Could the SEC be managed better? Yes -- any organization can. Can the SEC do "more with less," as budget cutters love to say? No. Plenty of Americans had their personal budgets cut in this past recession. Ask them if they're doing "more with less."

Doing less to police Wall Street's rebounding casino culture is exactly what Shelby and the rest of the GOP have in mind. They've done it before. Cuts to the SEC's budget in the late '00's forced staff declines of 10 percent (which affected enforcement activities) and cut the commission's investment in tech by about half, says Barbara Roper, director of investor protection for the Consumer Federation of America (CFA). And this was at a time when wild financial manipulation was sowing the seeds of the Great Recession.

Cutting the SEC's spending doesn't even reduce the federal deficit. The commission levies fees on the financial industry, which go to the U.S. Treasury. Congress decides how much of that money to pass on to the SEC. Starting in 2012, any cut in Congressional funding for the SEC has to be matched by a cut in fees, so the Treasury won't gain a nickel. The only beneficiaries will be the manipulators and crooks, not the American taxpayer.

During the original Dodd-Frank debates, the House and Senate both approved a provision giving the SEC an independent budget, so that it could make long-term plans without having Congress jerk its chain. It got lost mysteriously in the Senate during final negotiations. Sen. Richard Durbin (D-IL) says he'll fight for the SEC's budget today (although he didn't fight hard enough in 2009).

The attack on the CFTC shows that it needs independent funding, too. The big-bank cartel that runs the derivatives market made $30 billion on trading positions called "swaps" last year.
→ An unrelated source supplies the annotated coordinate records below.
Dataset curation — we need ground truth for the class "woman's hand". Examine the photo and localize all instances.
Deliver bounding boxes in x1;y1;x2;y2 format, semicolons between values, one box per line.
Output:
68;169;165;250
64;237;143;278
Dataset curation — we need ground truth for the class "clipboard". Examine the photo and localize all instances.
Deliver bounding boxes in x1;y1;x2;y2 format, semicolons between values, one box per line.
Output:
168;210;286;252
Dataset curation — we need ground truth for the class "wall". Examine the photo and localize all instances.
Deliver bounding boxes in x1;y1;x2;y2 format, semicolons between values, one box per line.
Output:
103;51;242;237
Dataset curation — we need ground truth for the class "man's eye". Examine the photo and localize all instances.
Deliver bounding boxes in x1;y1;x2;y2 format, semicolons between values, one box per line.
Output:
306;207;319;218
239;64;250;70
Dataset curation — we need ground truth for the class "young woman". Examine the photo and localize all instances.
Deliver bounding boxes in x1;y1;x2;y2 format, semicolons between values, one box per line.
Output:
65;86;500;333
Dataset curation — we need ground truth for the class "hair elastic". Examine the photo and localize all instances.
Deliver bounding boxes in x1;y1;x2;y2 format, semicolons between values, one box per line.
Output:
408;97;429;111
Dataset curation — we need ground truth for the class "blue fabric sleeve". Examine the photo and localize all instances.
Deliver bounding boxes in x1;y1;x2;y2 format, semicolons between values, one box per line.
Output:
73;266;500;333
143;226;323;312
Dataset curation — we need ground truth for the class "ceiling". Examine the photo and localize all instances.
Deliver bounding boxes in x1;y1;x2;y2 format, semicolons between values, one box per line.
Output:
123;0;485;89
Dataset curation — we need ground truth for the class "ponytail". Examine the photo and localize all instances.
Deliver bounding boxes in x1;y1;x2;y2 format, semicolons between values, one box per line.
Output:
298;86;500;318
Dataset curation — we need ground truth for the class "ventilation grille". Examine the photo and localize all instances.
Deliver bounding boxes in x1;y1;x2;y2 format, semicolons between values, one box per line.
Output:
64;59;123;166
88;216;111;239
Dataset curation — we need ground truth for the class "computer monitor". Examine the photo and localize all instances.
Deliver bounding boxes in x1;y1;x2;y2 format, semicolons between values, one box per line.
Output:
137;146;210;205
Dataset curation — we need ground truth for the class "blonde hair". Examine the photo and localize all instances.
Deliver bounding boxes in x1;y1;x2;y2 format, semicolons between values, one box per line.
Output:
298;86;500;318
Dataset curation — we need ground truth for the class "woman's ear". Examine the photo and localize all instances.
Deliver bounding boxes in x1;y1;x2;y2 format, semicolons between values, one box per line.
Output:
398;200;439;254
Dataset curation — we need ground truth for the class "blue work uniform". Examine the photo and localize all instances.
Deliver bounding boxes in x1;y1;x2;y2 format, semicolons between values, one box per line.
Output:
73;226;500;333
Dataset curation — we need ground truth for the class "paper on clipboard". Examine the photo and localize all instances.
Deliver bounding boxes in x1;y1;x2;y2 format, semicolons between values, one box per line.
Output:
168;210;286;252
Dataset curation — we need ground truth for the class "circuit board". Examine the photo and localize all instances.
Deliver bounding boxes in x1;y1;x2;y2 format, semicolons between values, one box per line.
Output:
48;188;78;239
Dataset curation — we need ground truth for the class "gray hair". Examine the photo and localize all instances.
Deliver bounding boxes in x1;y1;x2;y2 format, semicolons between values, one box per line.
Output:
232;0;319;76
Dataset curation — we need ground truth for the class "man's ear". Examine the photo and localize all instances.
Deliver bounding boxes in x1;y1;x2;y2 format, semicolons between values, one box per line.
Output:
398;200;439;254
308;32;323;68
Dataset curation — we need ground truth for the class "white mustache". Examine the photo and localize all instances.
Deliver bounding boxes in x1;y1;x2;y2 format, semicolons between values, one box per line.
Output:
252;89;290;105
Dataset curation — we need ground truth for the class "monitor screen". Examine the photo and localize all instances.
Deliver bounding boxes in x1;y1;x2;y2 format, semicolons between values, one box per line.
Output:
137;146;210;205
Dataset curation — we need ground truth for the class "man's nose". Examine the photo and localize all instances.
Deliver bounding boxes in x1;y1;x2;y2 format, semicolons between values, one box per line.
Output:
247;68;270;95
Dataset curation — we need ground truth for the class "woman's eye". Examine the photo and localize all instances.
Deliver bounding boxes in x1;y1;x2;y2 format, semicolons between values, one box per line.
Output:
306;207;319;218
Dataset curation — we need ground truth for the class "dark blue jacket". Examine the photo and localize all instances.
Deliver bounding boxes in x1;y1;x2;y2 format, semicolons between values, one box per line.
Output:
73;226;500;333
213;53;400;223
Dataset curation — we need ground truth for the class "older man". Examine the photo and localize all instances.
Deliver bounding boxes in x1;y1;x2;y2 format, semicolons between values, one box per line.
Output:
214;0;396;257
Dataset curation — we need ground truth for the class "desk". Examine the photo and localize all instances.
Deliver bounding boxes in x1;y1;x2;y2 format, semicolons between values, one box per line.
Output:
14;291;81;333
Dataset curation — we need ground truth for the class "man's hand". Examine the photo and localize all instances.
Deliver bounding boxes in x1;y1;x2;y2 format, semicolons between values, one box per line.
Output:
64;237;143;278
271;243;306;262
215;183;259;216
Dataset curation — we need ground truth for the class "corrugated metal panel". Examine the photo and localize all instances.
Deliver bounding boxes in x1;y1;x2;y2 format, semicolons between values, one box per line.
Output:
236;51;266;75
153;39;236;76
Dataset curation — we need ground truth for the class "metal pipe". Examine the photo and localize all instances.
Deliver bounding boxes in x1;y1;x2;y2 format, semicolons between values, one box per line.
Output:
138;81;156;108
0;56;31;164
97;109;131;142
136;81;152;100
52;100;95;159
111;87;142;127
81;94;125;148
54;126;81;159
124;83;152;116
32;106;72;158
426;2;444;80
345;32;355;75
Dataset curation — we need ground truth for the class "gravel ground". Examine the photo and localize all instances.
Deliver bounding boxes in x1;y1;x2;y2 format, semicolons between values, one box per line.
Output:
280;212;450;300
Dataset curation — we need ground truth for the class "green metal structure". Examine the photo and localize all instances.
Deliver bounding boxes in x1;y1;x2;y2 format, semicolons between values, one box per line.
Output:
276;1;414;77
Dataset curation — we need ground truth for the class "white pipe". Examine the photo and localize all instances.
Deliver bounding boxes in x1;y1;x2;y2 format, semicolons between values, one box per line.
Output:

They can afford a small transactions fee.

The CFA and the Council of Institutional Investors joined with ShareOwners.org last month, to launch a web-based campaign to inform the public and protect the CFTC and SEC from budget cuts (big institutional investors, such as pension funds, hate the anything-goes casino culture that wrecked their portfolios, along with yours).

"People don't know what's at stake," Roper says. "So many cuts have been proposed for so many worthy programs that these aren't cuts getting a lot of attention." The GOP even voted to cut $2.1 million from the Treasury Department's Financial Crimes Enforcement Network.

Taking the cops off the financial beat will harm everyone trying to save and invest, or counting on future income from a job. So stay sober about your spending and saving. In a banker's world, only they and their buddies get rich.